From 0bf85992da090b624fb915cb87a1323736b6a67c Mon Sep 17 00:00:00 2001
From: ichuang <ichuang@mit.edu>
Date: Sat, 8 Sep 2012 22:32:28 -0400
Subject: [PATCH] psychometrics djangoapp

---
 lms/djangoapps/psychometrics/__init__.py      |   0
 lms/djangoapps/psychometrics/admin.py         |   8 +
 .../psychometrics/management/__init__.py      |   0
 .../management/commands/__init__.py           |   0
 .../management/commands/init_psychometrics.py |  66 ++++
 lms/djangoapps/psychometrics/models.py        |  45 +++
 lms/djangoapps/psychometrics/psychoanalyze.py | 312 ++++++++++++++++++
 7 files changed, 431 insertions(+)
 create mode 100644 lms/djangoapps/psychometrics/__init__.py
 create mode 100644 lms/djangoapps/psychometrics/admin.py
 create mode 100644 lms/djangoapps/psychometrics/management/__init__.py
 create mode 100644 lms/djangoapps/psychometrics/management/commands/__init__.py
 create mode 100644 lms/djangoapps/psychometrics/management/commands/init_psychometrics.py
 create mode 100644 lms/djangoapps/psychometrics/models.py
 create mode 100644 lms/djangoapps/psychometrics/psychoanalyze.py

diff --git a/lms/djangoapps/psychometrics/__init__.py b/lms/djangoapps/psychometrics/__init__.py
new file mode 100644
index 0000000000..e69de29bb2
diff --git a/lms/djangoapps/psychometrics/admin.py b/lms/djangoapps/psychometrics/admin.py
new file mode 100644
index 0000000000..ff1a14d722
--- /dev/null
+++ b/lms/djangoapps/psychometrics/admin.py
@@ -0,0 +1,8 @@
+'''
+django admin pages for courseware model
+'''
+
+from psychometrics.models import *
+from django.contrib import admin
+
+admin.site.register(PsychometricData)
diff --git a/lms/djangoapps/psychometrics/management/__init__.py b/lms/djangoapps/psychometrics/management/__init__.py
new file mode 100644
index 0000000000..e69de29bb2
diff --git a/lms/djangoapps/psychometrics/management/commands/__init__.py b/lms/djangoapps/psychometrics/management/commands/__init__.py
new file mode 100644
index 0000000000..e69de29bb2
diff --git a/lms/djangoapps/psychometrics/management/commands/init_psychometrics.py b/lms/djangoapps/psychometrics/management/commands/init_psychometrics.py
new file mode 100644
index 0000000000..b7c9779d08
--- /dev/null
+++ b/lms/djangoapps/psychometrics/management/commands/init_psychometrics.py
@@ -0,0 +1,66 @@
+#!/usr/bin/python
+#
+# generate pyschometrics data from tracking logs and student module data
+
+import os, sys, string
+import datetime
+import json
+
+from courseware.models import *
+from track.models import *
+from psychometrics.models import *
+from xmodule.modulestore import Location
+
+from django.core.management.base import BaseCommand
+
+#db = "ocwtutor"	# for debugging
+db = "default"
+
+class Command(BaseCommand):
+    help = "initialize PsychometricData tables from StudentModule instances (and tracking data, if in SQL)."

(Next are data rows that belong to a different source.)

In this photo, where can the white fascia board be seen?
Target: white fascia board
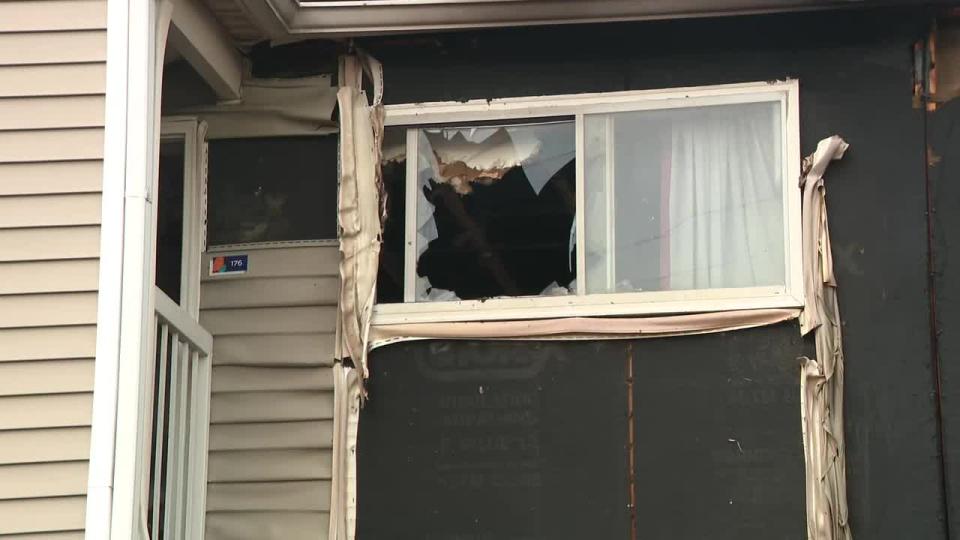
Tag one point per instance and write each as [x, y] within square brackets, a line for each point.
[340, 18]
[197, 35]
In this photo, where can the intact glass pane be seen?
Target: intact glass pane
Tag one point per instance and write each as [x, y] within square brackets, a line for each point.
[495, 211]
[272, 189]
[688, 198]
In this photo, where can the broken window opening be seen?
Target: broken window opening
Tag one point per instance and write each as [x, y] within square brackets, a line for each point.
[495, 212]
[681, 201]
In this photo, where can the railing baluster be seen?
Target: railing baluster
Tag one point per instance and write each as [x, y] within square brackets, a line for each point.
[158, 431]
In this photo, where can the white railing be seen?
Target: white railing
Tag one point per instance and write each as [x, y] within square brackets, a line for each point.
[181, 414]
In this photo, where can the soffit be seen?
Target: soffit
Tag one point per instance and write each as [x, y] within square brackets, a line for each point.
[284, 20]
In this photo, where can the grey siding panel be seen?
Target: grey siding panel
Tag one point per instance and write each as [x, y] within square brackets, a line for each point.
[52, 83]
[271, 414]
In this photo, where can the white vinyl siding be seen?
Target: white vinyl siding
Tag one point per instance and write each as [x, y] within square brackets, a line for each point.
[271, 411]
[52, 80]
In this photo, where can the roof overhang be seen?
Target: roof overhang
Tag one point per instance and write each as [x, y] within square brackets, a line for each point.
[283, 19]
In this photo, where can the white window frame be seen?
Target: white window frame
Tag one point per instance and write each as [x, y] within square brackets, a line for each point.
[604, 304]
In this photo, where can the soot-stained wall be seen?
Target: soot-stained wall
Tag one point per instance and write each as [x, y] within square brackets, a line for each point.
[717, 417]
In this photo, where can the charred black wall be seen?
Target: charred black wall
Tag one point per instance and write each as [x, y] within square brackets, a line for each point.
[717, 417]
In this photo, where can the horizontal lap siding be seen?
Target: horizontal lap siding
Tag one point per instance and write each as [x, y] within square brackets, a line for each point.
[52, 83]
[271, 415]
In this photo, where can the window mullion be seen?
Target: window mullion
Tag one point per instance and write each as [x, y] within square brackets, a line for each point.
[609, 187]
[580, 220]
[410, 223]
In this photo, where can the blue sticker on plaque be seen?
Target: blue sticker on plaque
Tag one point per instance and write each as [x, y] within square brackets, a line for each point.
[228, 264]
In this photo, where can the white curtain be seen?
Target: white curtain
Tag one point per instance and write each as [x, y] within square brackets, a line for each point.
[726, 198]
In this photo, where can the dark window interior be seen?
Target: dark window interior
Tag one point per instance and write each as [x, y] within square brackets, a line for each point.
[272, 189]
[170, 218]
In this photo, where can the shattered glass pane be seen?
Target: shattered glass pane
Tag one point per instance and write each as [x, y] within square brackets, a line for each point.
[495, 211]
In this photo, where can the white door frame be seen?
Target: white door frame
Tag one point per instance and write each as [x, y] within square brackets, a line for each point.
[136, 36]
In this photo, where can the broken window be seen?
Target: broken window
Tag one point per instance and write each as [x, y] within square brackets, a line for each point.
[495, 208]
[677, 197]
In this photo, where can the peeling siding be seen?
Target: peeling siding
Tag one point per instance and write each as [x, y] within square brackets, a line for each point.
[272, 405]
[52, 82]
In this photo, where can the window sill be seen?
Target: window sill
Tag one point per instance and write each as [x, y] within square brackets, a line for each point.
[595, 305]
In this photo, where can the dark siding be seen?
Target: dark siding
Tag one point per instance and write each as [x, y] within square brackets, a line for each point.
[855, 73]
[944, 141]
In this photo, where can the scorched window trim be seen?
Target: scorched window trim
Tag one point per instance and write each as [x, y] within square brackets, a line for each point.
[582, 304]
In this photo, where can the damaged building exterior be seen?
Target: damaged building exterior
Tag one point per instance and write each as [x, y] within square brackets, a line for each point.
[470, 269]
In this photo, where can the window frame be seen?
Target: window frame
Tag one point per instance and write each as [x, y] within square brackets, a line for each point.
[583, 304]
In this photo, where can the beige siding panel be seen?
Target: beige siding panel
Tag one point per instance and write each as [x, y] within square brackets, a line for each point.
[57, 410]
[44, 445]
[43, 480]
[304, 496]
[270, 406]
[39, 15]
[61, 535]
[54, 177]
[269, 320]
[47, 343]
[38, 244]
[53, 48]
[276, 435]
[50, 145]
[284, 262]
[49, 210]
[48, 276]
[281, 349]
[245, 379]
[51, 112]
[270, 292]
[48, 80]
[34, 515]
[264, 525]
[269, 465]
[47, 377]
[48, 309]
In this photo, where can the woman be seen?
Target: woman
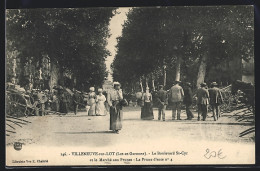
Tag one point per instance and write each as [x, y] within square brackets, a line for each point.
[147, 109]
[114, 97]
[92, 102]
[100, 106]
[187, 100]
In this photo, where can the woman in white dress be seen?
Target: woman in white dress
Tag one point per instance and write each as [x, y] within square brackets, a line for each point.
[100, 106]
[92, 102]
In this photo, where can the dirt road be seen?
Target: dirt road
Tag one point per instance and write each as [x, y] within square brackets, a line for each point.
[94, 130]
[52, 135]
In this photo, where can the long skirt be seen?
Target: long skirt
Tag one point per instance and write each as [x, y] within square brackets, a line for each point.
[116, 117]
[92, 107]
[101, 109]
[64, 107]
[147, 111]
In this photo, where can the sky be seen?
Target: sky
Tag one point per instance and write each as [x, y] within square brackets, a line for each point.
[115, 27]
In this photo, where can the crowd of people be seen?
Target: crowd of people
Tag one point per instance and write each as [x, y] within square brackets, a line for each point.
[100, 104]
[178, 95]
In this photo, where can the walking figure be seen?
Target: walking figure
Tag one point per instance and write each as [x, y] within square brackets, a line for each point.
[116, 115]
[215, 99]
[175, 98]
[202, 101]
[162, 97]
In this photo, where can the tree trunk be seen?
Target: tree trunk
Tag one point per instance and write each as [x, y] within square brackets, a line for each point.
[153, 84]
[202, 70]
[54, 75]
[178, 69]
[141, 84]
[146, 81]
[164, 75]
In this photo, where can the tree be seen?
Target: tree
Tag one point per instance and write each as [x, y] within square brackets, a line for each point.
[188, 40]
[73, 39]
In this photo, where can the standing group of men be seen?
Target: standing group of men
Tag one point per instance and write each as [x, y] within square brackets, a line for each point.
[178, 95]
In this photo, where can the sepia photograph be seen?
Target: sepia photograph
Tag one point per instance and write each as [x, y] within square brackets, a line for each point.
[108, 86]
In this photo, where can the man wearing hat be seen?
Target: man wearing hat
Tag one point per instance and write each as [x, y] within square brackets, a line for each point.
[187, 100]
[202, 101]
[216, 99]
[175, 98]
[113, 99]
[162, 97]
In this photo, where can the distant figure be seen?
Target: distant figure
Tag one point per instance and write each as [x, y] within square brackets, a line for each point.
[162, 97]
[100, 106]
[92, 102]
[187, 100]
[147, 109]
[175, 98]
[64, 102]
[42, 100]
[134, 99]
[75, 101]
[215, 99]
[202, 101]
[55, 102]
[116, 115]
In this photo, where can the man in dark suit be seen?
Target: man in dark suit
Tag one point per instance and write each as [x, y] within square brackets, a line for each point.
[187, 100]
[215, 99]
[162, 98]
[202, 101]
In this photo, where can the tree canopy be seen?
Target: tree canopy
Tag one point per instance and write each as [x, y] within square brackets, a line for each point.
[154, 37]
[73, 39]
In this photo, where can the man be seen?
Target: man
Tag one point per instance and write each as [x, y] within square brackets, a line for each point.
[42, 99]
[216, 99]
[55, 102]
[64, 102]
[202, 101]
[187, 100]
[75, 101]
[162, 98]
[114, 97]
[176, 97]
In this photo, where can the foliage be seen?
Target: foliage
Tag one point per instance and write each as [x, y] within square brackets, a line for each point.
[74, 39]
[153, 37]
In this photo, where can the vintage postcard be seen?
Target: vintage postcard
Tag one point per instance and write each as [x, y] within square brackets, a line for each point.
[130, 86]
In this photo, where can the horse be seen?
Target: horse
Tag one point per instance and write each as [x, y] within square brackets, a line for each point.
[248, 90]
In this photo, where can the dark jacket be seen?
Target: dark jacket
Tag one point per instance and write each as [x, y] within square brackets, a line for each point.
[187, 99]
[162, 97]
[215, 96]
[203, 96]
[75, 98]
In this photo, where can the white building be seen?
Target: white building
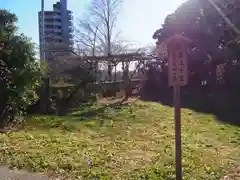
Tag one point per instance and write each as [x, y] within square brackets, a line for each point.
[58, 28]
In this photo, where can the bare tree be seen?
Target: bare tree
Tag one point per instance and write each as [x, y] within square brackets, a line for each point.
[98, 31]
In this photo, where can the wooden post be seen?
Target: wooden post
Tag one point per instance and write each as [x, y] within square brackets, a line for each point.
[178, 148]
[177, 77]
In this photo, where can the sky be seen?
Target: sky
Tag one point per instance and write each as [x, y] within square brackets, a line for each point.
[138, 19]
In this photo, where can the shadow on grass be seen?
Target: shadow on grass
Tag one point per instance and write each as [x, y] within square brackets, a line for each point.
[101, 112]
[224, 105]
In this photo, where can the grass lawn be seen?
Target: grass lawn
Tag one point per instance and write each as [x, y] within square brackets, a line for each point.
[129, 142]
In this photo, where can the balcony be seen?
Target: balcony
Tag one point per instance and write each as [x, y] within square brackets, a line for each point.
[56, 23]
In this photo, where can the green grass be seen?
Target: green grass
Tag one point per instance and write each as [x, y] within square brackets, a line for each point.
[130, 142]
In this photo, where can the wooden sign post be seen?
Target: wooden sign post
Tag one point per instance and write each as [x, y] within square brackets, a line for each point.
[177, 77]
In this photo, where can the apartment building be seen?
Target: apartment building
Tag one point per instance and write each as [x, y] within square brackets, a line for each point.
[58, 29]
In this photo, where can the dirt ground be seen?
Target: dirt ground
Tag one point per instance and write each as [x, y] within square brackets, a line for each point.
[7, 174]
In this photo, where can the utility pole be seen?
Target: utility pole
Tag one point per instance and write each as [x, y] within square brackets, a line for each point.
[45, 83]
[43, 34]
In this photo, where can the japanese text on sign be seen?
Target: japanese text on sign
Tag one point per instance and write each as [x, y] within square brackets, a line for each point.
[178, 70]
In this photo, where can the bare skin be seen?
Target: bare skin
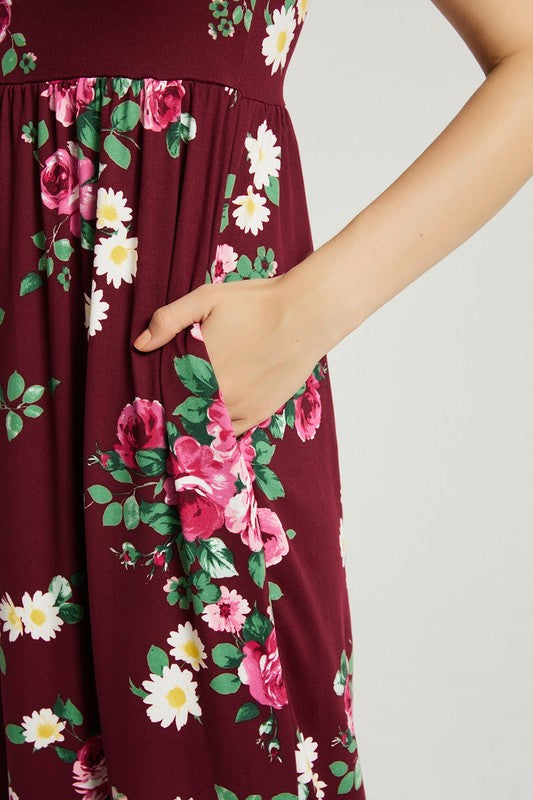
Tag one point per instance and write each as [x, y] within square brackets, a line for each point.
[466, 175]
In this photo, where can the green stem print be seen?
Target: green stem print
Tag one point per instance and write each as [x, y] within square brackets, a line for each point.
[225, 22]
[27, 402]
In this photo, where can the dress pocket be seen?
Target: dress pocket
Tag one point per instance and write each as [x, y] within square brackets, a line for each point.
[203, 412]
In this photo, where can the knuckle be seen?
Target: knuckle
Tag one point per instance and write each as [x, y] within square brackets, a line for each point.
[162, 317]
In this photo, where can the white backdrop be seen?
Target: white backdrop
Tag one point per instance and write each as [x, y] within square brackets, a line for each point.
[434, 404]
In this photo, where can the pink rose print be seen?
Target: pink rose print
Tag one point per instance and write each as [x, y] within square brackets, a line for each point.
[225, 261]
[260, 670]
[59, 181]
[200, 485]
[308, 410]
[5, 18]
[274, 538]
[68, 99]
[348, 704]
[89, 771]
[241, 512]
[140, 426]
[162, 103]
[228, 613]
[60, 186]
[87, 200]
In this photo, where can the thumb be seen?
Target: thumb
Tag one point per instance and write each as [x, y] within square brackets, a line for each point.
[168, 320]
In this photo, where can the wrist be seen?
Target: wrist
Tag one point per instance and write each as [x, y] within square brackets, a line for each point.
[319, 299]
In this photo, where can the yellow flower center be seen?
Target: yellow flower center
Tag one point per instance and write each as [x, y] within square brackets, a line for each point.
[192, 649]
[37, 616]
[45, 730]
[109, 212]
[119, 254]
[280, 43]
[176, 697]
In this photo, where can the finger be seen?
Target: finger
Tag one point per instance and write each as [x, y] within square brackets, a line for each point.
[167, 320]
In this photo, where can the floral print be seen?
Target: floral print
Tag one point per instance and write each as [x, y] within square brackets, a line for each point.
[198, 599]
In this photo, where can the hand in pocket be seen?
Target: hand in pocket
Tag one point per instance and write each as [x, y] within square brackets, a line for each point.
[260, 350]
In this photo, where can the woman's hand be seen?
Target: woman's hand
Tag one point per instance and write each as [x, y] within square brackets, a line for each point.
[262, 342]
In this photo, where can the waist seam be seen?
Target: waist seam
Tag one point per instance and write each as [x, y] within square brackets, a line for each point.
[43, 81]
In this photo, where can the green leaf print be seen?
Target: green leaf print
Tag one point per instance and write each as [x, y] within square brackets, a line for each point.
[157, 659]
[257, 568]
[225, 794]
[227, 655]
[99, 493]
[358, 775]
[226, 683]
[88, 128]
[117, 151]
[63, 249]
[68, 711]
[196, 374]
[247, 711]
[125, 116]
[15, 385]
[9, 61]
[131, 512]
[32, 411]
[42, 134]
[59, 587]
[33, 393]
[272, 190]
[113, 514]
[39, 240]
[29, 283]
[65, 754]
[339, 768]
[347, 783]
[216, 558]
[152, 462]
[13, 424]
[162, 517]
[139, 691]
[71, 612]
[15, 733]
[274, 591]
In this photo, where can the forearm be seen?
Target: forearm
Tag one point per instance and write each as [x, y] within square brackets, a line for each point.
[478, 162]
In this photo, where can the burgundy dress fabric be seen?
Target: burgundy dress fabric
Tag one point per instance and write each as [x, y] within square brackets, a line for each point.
[174, 617]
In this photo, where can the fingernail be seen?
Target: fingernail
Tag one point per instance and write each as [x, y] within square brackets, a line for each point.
[142, 339]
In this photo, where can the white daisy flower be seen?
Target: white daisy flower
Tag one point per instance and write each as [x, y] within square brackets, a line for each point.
[116, 257]
[10, 614]
[251, 211]
[95, 308]
[40, 615]
[280, 33]
[264, 155]
[43, 728]
[111, 208]
[303, 8]
[318, 786]
[306, 755]
[187, 646]
[171, 696]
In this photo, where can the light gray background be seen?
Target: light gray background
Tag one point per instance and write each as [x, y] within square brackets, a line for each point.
[434, 406]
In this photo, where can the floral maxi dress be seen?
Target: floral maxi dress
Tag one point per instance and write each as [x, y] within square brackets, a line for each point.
[173, 602]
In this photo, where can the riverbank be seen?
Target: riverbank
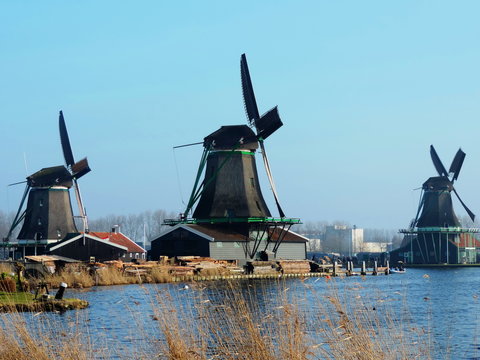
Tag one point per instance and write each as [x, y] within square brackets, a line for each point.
[25, 301]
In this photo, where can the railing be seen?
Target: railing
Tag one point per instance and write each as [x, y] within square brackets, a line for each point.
[439, 229]
[227, 220]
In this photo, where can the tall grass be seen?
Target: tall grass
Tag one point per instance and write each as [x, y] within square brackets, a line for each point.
[241, 321]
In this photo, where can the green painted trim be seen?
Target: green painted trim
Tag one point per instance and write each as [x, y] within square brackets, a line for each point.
[226, 220]
[440, 229]
[234, 152]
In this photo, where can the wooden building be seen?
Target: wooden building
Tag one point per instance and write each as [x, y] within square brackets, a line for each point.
[222, 243]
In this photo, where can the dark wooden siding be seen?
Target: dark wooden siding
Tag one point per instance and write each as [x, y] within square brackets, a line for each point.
[80, 251]
[179, 242]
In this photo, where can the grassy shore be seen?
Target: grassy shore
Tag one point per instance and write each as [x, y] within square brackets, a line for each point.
[25, 301]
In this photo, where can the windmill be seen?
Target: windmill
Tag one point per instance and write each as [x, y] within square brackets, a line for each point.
[435, 235]
[48, 215]
[229, 194]
[230, 151]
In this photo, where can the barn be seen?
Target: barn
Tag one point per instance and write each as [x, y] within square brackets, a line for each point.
[223, 243]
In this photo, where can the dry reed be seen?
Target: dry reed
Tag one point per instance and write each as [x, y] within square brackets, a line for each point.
[244, 321]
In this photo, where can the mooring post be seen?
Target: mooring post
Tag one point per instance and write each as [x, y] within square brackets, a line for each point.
[364, 269]
[61, 291]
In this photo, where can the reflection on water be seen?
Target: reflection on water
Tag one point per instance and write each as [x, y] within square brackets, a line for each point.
[444, 302]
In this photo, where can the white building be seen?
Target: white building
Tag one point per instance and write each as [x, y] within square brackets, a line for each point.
[343, 239]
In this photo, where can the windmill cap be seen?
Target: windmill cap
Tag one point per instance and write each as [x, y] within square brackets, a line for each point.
[232, 136]
[437, 183]
[51, 176]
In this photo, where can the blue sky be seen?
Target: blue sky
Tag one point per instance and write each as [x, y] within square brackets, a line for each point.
[363, 89]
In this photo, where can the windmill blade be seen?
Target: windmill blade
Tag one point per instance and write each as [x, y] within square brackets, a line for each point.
[437, 162]
[457, 164]
[80, 168]
[270, 179]
[268, 123]
[248, 94]
[67, 149]
[470, 213]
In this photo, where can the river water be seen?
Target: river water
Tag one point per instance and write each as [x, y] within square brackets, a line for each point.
[443, 303]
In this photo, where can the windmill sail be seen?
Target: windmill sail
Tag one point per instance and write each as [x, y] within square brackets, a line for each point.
[437, 162]
[77, 170]
[265, 125]
[457, 164]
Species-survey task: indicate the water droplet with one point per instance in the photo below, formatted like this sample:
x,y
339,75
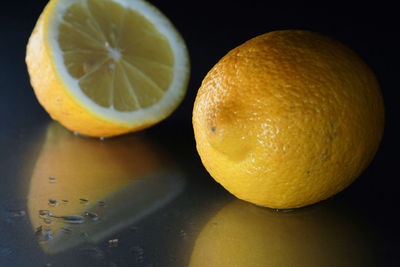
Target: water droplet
x,y
182,234
53,202
67,230
18,213
92,216
39,230
138,252
94,253
113,243
134,229
85,236
5,252
44,213
45,235
71,219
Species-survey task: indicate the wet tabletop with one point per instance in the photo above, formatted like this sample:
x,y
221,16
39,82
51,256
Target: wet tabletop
x,y
144,199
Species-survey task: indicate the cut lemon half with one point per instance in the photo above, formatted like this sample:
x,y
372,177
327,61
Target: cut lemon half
x,y
106,67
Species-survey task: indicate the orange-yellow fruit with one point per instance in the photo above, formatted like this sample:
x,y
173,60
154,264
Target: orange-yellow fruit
x,y
106,67
288,118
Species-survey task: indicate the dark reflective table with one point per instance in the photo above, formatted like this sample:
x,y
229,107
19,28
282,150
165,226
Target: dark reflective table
x,y
144,199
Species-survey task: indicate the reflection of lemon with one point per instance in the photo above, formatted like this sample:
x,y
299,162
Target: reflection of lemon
x,y
242,234
288,118
128,173
106,67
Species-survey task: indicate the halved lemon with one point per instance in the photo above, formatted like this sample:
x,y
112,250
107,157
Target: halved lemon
x,y
107,67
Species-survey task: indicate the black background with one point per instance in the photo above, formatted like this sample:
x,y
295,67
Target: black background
x,y
211,29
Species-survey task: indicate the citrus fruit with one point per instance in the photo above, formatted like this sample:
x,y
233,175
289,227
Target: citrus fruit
x,y
106,67
288,118
87,186
241,234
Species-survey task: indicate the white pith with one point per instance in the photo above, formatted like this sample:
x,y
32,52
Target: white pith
x,y
131,118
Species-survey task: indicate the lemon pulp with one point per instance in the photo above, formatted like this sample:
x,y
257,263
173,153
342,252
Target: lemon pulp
x,y
118,57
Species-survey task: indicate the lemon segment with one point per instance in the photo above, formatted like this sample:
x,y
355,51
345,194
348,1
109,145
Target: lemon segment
x,y
111,66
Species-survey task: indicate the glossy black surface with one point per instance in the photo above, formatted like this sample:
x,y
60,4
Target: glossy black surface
x,y
359,226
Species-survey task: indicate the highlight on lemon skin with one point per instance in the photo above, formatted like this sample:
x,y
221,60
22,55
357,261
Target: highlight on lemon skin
x,y
241,234
107,67
84,190
288,118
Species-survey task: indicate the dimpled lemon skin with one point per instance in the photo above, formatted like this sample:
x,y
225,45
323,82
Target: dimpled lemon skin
x,y
288,118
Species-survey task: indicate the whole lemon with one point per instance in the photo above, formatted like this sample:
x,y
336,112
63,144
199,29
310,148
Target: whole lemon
x,y
288,118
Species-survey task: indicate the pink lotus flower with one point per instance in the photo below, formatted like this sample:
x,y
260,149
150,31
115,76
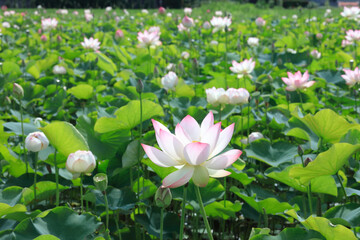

+    help += "Note this is done for all courses for which StudentModule instances exist."
+
+    def handle(self, *args, **options):
+
+        # delete all pmd
+
+        #PsychometricData.objects.all().delete()
+        #PsychometricData.objects.using(db).all().delete()
+
+        smset = StudentModule.objects.using(db).exclude(max_grade=None)
+        
+        for sm in smset:
+            url = sm.module_state_key
+            location = Location(url)
+            if not location.category=="problem":
+                continue
+            try:
+                state = json.loads(sm.state)
+                done = state['done']
+            except:
+                print "Oops, failed to eval state for %s (state=%s)" % (sm,sm.state)
+                continue
+            
+            if done:			# only keep if problem completed
+                try:
+                    pmd = PsychometricData.objects.using(db).get(studentmodule=sm)
+                except PsychometricData.DoesNotExist:
+                    pmd = PsychometricData(studentmodule=sm)
+        
+                pmd.done = done
+                pmd.attempts = state['attempts']
+        
+                # get attempt times from tracking log
+                uname = sm.student.username
+                tset = TrackingLog.objects.using(db).filter(username=uname, event_type__contains='save_problem_check')        
+                tset = tset.filter(event_source='server')
+                tset = tset.filter(event__contains="'%s'" % url)
+                checktimes = [x.dtcreated for x in tset]
+                pmd.checktimes = json.dumps(checktimes)
+                if not len(checktimes)==pmd.attempts:
+                    print "Oops, mismatch in number of attempts and check times for %s" % pmd
+        
+                #print pmd
+                pmd.save(using=db)
+        
+        print "%d PMD entries" % PsychometricData.objects.using(db).all().count()
diff --git a/lms/djangoapps/psychometrics/models.py b/lms/djangoapps/psychometrics/models.py
new file mode 100644
index 0000000000..4ffdf59120
--- /dev/null
+++ b/lms/djangoapps/psychometrics/models.py
@@ -0,0 +1,45 @@
+#
+# db model for psychometrics data
+#
+# this data is collected in real time
+#
+
+from django.db import models
+from courseware.models import StudentModule
+
+class PsychometricData(models.Model):
+    """
+    This data is a table linking student, module, and module performance,
+    including number of attempts, grade, max grade, and time of checks.
+
+    Links to instances of StudentModule, but only those for capa problems.
+
+    Note that StudentModule.module_state_key is nominally a Location instance (url string).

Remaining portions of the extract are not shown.